At the end of the trial, fish were fasted for 24 h and euthanised with a lethal dose of anaesthetic (1500 ppm 2-phenoxyethanol; Sigma-Aldrich). Blood was withdrawn individually from the caudal vein of five fish from each replicate tank (n = 15 per treatment) using heparinised syringes. Blood was centrifuged at 1500× g for 2 min, the collected plasma was frozen in liquid nitrogen and stored at −80 °C for metabolic enzymes analysis. The anterior intestine of three fish per tank (n = 9 per treatment) was carefully dissected. Approximately 1 cm of the anterior intestine of each fish was collected for the analysis of gene expression. Samples were preserved in RNAlater and stored at −80 °C until further analysis. For histology analysis, another 1 cm sample of the anterior intestine was collected (n = 3 per tank, n = 9 per treatment) and fixed in 10% neutral buffered formalin until analysis. The remaining fish from each replicate tank (n = 28) were bulk-weighed and counted after individual sampling for molecular and histological analyses.
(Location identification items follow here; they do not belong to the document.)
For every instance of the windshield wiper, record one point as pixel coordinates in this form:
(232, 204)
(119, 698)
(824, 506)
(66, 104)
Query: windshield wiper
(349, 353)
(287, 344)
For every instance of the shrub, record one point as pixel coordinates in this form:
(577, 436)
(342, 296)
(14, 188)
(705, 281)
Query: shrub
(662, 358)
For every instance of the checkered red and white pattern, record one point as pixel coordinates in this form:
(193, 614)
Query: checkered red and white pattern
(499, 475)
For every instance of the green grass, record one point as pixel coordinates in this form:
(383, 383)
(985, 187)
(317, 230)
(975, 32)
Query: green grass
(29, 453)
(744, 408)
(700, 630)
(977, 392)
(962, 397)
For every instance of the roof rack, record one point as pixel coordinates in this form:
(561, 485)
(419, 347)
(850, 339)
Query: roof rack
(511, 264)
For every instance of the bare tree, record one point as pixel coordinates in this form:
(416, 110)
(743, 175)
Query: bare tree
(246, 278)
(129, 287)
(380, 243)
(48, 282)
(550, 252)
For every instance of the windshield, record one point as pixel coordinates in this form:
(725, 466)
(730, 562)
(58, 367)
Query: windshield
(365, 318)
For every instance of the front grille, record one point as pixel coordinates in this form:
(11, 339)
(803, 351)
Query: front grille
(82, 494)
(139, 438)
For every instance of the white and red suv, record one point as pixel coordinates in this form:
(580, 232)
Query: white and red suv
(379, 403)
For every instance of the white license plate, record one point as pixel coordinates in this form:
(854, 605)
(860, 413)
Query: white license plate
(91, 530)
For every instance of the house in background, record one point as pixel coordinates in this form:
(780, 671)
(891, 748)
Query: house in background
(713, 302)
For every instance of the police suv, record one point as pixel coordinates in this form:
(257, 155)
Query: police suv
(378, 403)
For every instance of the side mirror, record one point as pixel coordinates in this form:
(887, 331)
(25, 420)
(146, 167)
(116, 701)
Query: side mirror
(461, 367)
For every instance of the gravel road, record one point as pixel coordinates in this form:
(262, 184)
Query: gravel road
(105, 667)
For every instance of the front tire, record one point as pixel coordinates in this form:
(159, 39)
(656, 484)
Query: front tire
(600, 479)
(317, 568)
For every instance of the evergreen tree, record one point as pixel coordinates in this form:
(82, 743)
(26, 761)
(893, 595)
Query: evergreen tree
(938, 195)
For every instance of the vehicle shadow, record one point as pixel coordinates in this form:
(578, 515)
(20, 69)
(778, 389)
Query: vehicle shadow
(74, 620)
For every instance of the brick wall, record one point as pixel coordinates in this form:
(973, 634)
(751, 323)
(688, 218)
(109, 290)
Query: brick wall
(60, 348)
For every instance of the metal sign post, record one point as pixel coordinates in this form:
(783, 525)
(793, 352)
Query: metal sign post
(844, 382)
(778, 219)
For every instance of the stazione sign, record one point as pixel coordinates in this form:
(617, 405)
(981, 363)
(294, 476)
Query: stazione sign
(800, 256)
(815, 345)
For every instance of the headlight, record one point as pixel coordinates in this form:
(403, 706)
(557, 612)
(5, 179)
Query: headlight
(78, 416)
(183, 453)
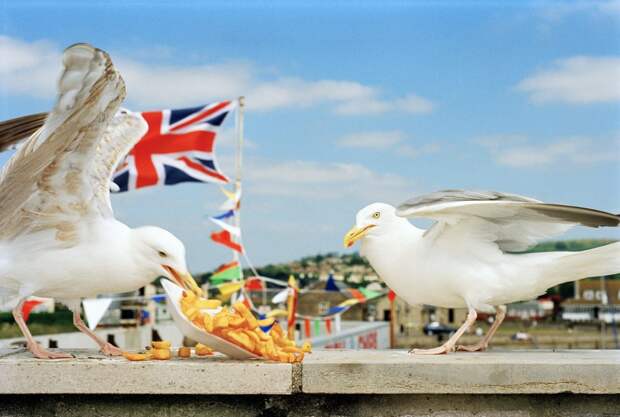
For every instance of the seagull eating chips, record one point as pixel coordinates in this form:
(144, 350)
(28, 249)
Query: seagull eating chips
(58, 234)
(468, 258)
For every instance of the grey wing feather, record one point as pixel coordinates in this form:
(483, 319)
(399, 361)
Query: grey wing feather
(15, 131)
(444, 196)
(510, 221)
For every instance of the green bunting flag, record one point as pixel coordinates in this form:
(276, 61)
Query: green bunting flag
(369, 294)
(226, 272)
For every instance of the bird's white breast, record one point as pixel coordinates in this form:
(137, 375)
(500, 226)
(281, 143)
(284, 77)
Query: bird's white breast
(101, 262)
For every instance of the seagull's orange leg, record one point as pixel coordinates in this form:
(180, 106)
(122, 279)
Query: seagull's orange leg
(500, 315)
(449, 345)
(33, 346)
(106, 348)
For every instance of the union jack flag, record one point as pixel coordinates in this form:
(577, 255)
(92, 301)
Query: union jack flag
(177, 147)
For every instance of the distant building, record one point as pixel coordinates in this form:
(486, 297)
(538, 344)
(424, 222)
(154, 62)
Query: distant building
(595, 299)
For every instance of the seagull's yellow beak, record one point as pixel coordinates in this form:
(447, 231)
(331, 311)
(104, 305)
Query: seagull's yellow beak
(354, 234)
(184, 279)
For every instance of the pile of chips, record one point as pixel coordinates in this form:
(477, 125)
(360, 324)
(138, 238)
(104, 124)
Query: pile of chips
(239, 326)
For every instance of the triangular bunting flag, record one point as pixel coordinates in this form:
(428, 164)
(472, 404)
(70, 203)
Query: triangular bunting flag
(357, 294)
(224, 238)
(330, 285)
(369, 294)
(227, 272)
(254, 284)
(349, 302)
(94, 310)
(280, 297)
(228, 289)
(233, 230)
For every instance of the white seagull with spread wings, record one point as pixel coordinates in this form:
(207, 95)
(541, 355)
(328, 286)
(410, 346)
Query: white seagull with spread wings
(58, 235)
(467, 258)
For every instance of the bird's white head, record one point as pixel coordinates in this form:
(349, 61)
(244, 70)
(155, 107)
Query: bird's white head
(373, 221)
(163, 254)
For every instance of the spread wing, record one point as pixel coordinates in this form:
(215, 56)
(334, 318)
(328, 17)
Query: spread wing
(61, 174)
(512, 222)
(15, 131)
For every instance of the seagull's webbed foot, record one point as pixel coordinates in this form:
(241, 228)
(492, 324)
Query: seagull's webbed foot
(440, 350)
(449, 345)
(41, 353)
(482, 345)
(478, 347)
(110, 350)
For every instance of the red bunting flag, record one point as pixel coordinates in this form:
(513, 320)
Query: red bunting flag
(328, 326)
(224, 238)
(254, 284)
(28, 306)
(357, 294)
(307, 328)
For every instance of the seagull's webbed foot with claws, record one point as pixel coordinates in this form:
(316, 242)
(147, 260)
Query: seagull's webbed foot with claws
(105, 347)
(36, 349)
(482, 345)
(41, 353)
(110, 350)
(440, 350)
(449, 345)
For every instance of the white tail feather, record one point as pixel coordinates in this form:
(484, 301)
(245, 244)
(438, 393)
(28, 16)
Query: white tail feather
(601, 261)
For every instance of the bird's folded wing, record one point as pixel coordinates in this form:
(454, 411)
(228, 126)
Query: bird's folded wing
(57, 175)
(510, 221)
(15, 131)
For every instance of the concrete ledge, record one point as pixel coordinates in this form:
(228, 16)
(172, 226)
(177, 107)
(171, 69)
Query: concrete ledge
(510, 372)
(323, 372)
(92, 373)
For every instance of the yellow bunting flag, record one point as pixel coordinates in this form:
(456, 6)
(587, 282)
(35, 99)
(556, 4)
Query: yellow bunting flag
(229, 288)
(349, 302)
(277, 313)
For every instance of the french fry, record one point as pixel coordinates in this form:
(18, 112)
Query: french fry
(203, 350)
(209, 304)
(161, 354)
(207, 321)
(240, 327)
(262, 335)
(236, 321)
(220, 321)
(163, 344)
(135, 356)
(184, 352)
(242, 339)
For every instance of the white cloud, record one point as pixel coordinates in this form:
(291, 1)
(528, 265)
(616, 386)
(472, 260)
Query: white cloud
(324, 181)
(518, 152)
(576, 80)
(409, 104)
(556, 11)
(372, 140)
(393, 140)
(417, 151)
(31, 69)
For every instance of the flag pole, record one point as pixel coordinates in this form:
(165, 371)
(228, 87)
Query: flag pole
(238, 166)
2.3.1. Metabolic Enzyme Analysis

The activities of the metabolic enzymes alanine aminotransferase (ALT), aspartate aminotransferase (AST), and alkaline phosphatase (ALP) and the ratio ALT:AST were determined in plasma. Enzyme activities were assayed at 30 °C using spectrophotometric procedures in a multimode microplate reader (BioTek Synergy Neo2, BioTek Instruments, Inv., Winooski, Vermont, USA). Samples from three fish per replicate tank (n = 9 per treatment) were run in duplicates using commercial kits (SPINREACT, S.A., Barcelona, Spain): ALT (Ref: 1001170), AST (Ref: 1001160), ALP (Ref: 1001130), following the manufacturer’s protocols. Enzyme activity units (IU), defined as micromoles of substrate converted to product per min in standard conditions, were expressed in units per litre of sample (U L−1).

2.3.2. Histology Analysis

Anterior intestine samples fixed in 10% neutral buffered formalin were processed according to standard histological procedures for paraffin embedding of tissues involving a sequence of dehydration of tissues in ethanol, consecutive xylene baths and inclusion in paraffin wax. Tissues were placed in histology blocks, and 4 µm-thick sections were mounted on glass slides and stained using Haematoxylin and Eosin (H&E) for semi-quantitative histological analysis using a light microscope (Nikon Eclipse E200, Nikon Instruments Europe B.V., Amstelveen, The Netherlands). Histological alterations were assessed using a semi-quantitative scoring system designed to ensure reproducibility and consistency across samples. Each parameter was individually evaluated according to its incidence and severity, using a score from 0 to 3 (0: no incidence; 1: mild; 2: moderate; 3: marked). The assessed criteria included cellular infiltration in the mucosa and submucosa, increased mucus cell abundance, apoptotic forms, and mucosal vacuolation. In addition, the presence (scored as 1) or absence (scored as 0) of marked vascular congestion in the submucosa was recorded. The detailed scoring approach allowed for standardized comparison among treatments and enhanced reproducibility of the histological assessment.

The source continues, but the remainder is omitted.